Deep Dive
1. Purpose & Value Proposition
Irys addresses a fundamental blockchain limitation: efficiently storing and using large volumes of data on-chain. Traditional blockchains are expensive for storage, while decentralized storage networks like IPFS operate separately from smart contract execution. Irys unifies these functions into a single “programmable datachain.” This allows smart contracts to directly read, write, and interact with permanently stored data without external dependencies. Its primary use cases target AI, where training datasets and zero-knowledge (ZK) proofs need verifiable, permanent storage, and consumer applications like social media or gaming that require full on-chain histories.

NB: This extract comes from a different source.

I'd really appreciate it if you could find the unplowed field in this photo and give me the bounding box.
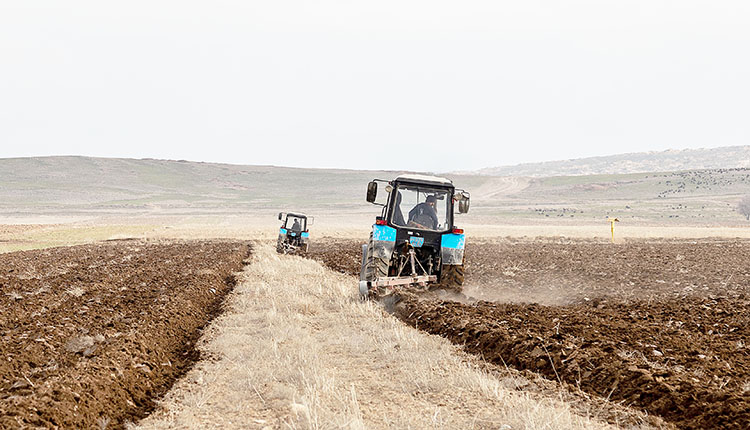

2. Technology & Architecture
The architecture is a dual-consensus Layer 1. It combines Proof of Work (PoW) for computational security with a novel Proof of Staking mechanism, where validators stake tokens to guarantee the integrity and availability of specific data partitions. This hybrid model aims to make data tampering economically prohibitive. The chain's core innovation is IrysVM, an EVM-compatible execution environment that natively integrates with Irys's storage layer. This enables smart contracts to manipulate large datasets in real time, a capability most general-purpose blockchains lack.
3. Tokenomics & Utility
The IRYS token has a fixed total supply of 10 billion and powers three core systems within the network (Gate.com). First, it is required to pay for computation and storage (both temporary and permanent). Second, validators must stake IRYS to participate in consensus and earn block rewards. Third, the network incorporates strong deflationary sinks: over 95% of storage fees and 50% of execution fees are burned, potentially reducing supply as network usage grows.
Conclusion
Fundamentally, Irys is an infrastructure project aiming to make scalable, programmable data a native primitive of Web3. Will its integrated approach to storage and execution attract the developer activity needed to become essential infrastructure for the next generation of data-heavy dApps?